魔法の森の冒険 1

 アンリミテッド魔法学園の敷地内には魔法の森がある。角うさぎや牙たぬきと言ったあまり脅威とも言えない魔獣が放し飼いにされており、攻撃魔法の応用授業の教室としてこの森が使われたりする。

 その他にも、魔法の触媒となる植物が野生に近い形で植えられていて、保護林としての役割を果たしてもいるらしい。


「というわけで、そろそろ同じ組の人達の顔と名前を覚えてきた頃だと思いますのでオリエンテーリングを実施します」


 魔法の森の前に集められた一年一組の生徒達。教師がオリエンテーリングについて楽しそうに説明をしている。

 曰く、森の中に二十五枚の札がぶら下がっているのでそれを五枚回収して帰ってくるというのが課題。札には、お題が一つと次の札がある場所のヒントが書いてあり、帰投時には札に書かれているお題が達成されているかを教師がチェックするという。
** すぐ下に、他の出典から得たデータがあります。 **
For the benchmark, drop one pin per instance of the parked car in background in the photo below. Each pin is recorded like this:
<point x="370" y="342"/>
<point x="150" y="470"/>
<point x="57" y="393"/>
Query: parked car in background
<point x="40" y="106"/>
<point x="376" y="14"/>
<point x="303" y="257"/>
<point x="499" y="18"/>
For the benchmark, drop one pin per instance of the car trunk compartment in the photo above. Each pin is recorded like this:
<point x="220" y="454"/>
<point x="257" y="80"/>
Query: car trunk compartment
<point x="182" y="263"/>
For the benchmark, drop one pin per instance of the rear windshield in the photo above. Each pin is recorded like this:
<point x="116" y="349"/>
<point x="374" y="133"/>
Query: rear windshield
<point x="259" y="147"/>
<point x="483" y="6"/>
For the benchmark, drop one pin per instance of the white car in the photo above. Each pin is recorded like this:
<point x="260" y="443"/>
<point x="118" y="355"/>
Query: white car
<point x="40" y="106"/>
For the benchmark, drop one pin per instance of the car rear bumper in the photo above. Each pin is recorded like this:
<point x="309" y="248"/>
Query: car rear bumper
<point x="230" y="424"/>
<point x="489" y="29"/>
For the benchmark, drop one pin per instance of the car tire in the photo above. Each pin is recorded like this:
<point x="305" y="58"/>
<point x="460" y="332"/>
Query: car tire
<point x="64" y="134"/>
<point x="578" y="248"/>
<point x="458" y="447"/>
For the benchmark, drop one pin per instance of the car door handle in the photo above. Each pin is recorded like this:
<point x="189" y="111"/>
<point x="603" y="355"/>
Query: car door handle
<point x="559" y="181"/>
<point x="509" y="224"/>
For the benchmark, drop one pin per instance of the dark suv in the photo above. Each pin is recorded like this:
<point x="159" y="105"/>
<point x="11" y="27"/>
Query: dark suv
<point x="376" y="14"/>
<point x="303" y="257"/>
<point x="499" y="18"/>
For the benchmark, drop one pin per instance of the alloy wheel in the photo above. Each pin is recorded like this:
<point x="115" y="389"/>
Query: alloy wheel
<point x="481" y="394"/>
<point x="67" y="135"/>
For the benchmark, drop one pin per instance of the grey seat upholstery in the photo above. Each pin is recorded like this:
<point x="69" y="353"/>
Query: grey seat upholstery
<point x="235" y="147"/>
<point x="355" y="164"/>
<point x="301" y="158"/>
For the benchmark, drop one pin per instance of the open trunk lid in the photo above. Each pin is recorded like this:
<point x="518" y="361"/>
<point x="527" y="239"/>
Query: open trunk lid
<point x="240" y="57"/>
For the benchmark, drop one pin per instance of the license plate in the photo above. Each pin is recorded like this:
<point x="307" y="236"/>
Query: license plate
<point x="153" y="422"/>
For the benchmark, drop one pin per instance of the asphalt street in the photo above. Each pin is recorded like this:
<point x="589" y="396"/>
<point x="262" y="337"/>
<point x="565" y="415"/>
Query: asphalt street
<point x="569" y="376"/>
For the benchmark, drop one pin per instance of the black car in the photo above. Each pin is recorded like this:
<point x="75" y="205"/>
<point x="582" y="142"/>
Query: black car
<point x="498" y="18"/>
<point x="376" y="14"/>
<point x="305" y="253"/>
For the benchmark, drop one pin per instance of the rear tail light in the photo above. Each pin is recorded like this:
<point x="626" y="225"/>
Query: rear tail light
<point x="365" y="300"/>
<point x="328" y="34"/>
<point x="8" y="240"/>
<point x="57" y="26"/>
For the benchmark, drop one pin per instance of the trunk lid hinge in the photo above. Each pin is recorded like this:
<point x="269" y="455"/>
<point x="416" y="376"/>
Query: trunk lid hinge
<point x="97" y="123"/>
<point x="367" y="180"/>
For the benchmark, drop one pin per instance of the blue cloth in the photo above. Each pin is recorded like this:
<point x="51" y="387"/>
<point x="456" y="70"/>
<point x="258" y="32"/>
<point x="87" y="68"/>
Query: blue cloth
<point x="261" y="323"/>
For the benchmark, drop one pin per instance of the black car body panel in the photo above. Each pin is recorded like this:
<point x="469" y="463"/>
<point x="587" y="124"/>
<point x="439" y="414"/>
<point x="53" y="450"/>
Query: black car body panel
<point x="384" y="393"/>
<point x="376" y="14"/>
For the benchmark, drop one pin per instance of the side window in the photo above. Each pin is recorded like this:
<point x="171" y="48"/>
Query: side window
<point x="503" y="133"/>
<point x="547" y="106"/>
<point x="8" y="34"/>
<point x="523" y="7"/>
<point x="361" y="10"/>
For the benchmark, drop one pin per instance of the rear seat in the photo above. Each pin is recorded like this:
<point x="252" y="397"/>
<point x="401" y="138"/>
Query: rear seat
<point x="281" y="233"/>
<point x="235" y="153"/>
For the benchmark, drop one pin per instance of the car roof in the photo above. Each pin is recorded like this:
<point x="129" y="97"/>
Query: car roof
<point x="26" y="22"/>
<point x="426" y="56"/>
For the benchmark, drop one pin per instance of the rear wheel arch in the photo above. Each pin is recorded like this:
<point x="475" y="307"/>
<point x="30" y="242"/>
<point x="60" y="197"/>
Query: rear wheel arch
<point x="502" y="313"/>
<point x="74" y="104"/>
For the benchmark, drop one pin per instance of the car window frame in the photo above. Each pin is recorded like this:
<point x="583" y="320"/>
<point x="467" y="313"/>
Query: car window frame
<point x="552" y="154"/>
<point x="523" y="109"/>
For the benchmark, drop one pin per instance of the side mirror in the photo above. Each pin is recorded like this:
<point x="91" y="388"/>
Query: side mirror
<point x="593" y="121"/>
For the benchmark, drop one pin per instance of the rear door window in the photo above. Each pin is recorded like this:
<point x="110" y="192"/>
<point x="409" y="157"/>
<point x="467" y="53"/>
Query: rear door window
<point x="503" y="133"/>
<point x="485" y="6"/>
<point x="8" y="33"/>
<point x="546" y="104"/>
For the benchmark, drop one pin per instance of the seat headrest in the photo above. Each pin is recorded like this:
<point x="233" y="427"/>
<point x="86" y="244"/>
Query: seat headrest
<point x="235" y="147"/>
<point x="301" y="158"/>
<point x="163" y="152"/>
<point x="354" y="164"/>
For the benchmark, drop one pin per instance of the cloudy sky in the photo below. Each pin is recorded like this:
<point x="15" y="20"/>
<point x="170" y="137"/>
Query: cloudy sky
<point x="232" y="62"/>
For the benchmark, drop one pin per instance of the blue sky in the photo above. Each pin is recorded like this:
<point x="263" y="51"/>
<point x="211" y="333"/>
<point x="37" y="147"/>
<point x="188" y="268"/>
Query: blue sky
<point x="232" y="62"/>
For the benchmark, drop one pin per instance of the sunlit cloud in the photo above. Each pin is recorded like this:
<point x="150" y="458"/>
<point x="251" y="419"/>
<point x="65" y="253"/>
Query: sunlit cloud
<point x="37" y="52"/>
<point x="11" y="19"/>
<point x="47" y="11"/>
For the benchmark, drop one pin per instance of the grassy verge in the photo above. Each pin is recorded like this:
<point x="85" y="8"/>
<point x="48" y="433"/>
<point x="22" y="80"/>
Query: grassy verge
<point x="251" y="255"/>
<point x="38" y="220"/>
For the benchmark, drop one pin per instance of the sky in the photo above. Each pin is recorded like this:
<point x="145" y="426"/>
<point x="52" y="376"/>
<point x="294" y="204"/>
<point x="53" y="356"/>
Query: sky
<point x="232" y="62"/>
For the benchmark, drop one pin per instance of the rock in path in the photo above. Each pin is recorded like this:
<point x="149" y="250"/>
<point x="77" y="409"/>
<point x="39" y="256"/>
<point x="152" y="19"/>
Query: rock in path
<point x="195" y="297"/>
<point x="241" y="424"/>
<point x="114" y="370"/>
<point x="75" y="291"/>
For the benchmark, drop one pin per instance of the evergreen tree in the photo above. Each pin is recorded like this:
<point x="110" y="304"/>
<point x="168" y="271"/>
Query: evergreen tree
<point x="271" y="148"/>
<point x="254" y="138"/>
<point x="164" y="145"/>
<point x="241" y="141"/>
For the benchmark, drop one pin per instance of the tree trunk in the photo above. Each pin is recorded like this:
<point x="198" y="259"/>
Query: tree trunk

「お題の達成が難しければ、無視して次の札を探しに行っても構いません。あくまでクラスメイトとの親睦が目的です。無理をしないように」


 教師はそう締めくくると、適当な人数でグループ分けするようにと指示した。親睦を深めるためとはいえ、全く接点のない生徒同士を組ませれば気まずい時間を過ごさせることになる可能性もあって本末転倒になりかねない。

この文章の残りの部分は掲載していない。